Thirdly, the technological routes have become diversified, with hybrid, range-extended, and pure electric models all available to cater to different markets worldwide. BYD, Geely, and Wanxiang have addressed the issue of insufficient charging infrastructure in overseas markets by relying on plug-in hybrids and range-extended vehicles, and have received a large number of orders in Europe, Southeast Asia, and Central Asia. Wuling, Xiaopeng, and Zhongle focus on pure electric models, which are suitable for short-distance urban travel needs. The simultaneous promotion of these two technological routes is the key for Chinese brands to cover diverse global demands. However, most overseas automakers stick to pure electric routes and lack hybrid products suitable for developing countries, resulting in limited market coverage.

Fourth, intelligence has become the core of the competition in the second half, and new forces have quickly made rapid leaps. Among the rankings, Xiaomi, as a new entrant brand, ranked tenth in the first year with 412,100 units sold; Xiongpei and Yebai have formed core selling points through high-level intelligent driving and HarmonyOS cabin systems. Currently, when consumers choose new energy vehicles, they no longer only focus on range and batteries; intelligent interaction, automatic assistance driving, and vehicle system ecosystem have become the core decision-making factors.
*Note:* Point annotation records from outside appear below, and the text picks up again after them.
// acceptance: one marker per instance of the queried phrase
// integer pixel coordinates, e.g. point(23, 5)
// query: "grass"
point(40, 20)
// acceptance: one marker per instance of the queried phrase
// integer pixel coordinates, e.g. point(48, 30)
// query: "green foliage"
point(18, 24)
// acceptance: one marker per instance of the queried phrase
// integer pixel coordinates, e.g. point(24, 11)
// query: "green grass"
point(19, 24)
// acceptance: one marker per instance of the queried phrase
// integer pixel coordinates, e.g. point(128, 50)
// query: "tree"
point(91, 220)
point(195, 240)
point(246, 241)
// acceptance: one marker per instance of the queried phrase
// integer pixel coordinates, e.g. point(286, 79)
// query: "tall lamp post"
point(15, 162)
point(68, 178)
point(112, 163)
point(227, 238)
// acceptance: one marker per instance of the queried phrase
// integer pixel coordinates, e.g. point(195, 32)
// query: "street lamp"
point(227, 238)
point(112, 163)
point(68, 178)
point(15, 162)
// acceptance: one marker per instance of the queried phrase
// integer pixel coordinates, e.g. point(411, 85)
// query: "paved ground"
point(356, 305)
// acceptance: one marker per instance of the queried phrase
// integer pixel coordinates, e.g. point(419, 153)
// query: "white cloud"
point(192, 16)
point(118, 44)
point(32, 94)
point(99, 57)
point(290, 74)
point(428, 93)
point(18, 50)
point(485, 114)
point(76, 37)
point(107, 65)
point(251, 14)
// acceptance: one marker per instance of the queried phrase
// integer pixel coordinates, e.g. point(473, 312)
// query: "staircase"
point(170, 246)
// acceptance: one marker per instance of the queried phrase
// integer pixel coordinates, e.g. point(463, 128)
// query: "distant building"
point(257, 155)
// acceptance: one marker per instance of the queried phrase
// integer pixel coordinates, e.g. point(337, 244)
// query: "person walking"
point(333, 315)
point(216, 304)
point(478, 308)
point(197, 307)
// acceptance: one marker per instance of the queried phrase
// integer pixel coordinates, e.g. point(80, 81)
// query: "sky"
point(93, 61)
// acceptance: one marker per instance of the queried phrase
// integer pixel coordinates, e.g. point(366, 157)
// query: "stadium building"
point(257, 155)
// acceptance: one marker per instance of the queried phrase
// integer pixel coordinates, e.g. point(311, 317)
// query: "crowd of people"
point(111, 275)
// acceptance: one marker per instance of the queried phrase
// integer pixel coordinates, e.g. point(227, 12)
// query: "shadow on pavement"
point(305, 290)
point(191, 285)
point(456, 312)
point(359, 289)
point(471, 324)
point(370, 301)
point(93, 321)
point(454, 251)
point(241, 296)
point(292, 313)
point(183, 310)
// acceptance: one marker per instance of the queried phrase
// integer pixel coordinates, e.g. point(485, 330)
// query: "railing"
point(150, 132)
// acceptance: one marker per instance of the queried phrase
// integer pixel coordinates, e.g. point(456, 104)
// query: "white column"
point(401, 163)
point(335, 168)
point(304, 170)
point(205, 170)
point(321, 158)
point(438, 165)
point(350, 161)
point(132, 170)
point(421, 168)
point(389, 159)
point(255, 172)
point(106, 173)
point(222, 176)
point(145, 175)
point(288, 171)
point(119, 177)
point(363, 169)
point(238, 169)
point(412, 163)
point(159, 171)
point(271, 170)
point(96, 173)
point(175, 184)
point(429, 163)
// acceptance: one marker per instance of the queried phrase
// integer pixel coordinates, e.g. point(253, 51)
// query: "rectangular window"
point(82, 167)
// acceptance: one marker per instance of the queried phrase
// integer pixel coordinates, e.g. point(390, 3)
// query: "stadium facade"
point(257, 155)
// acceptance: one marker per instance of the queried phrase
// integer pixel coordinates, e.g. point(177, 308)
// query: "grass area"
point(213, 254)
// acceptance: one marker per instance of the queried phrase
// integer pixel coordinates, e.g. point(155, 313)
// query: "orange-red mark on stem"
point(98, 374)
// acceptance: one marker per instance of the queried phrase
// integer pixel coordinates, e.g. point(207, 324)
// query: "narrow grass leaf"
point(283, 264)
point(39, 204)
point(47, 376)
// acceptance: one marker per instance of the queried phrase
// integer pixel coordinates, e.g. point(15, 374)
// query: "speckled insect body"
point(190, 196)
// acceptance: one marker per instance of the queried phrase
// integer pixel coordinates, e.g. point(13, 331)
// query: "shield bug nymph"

Chinese automakers generally self-develop intelligent software and hardware, and their iteration speed far exceeds that of overseas automakers. The gap in intelligence will continue to widen the market share gap.

Overall, the global automotive industry's trend towards electrification is irreversible, and the market dominance has shifted from Europe, America, Japan and South Korea to China. In the future, industry competition will no longer be limited to hardware manufacturing; overseas local operations, low-carbon battery technology, and full-stack self-developed intelligent systems will become new competitive barriers. If traditional overseas automakers fail to accelerate their electrification and intelligence transformation, their market share will continue to be eroded by Chinese domestic brands; while domestic automakers aiming to consolidate their advantages need to continue to deepen their overseas operations, improve the global supply chain, continuously maintain the speed of technological iteration, and firmly grasp the leading position in the global development of the new energy industry.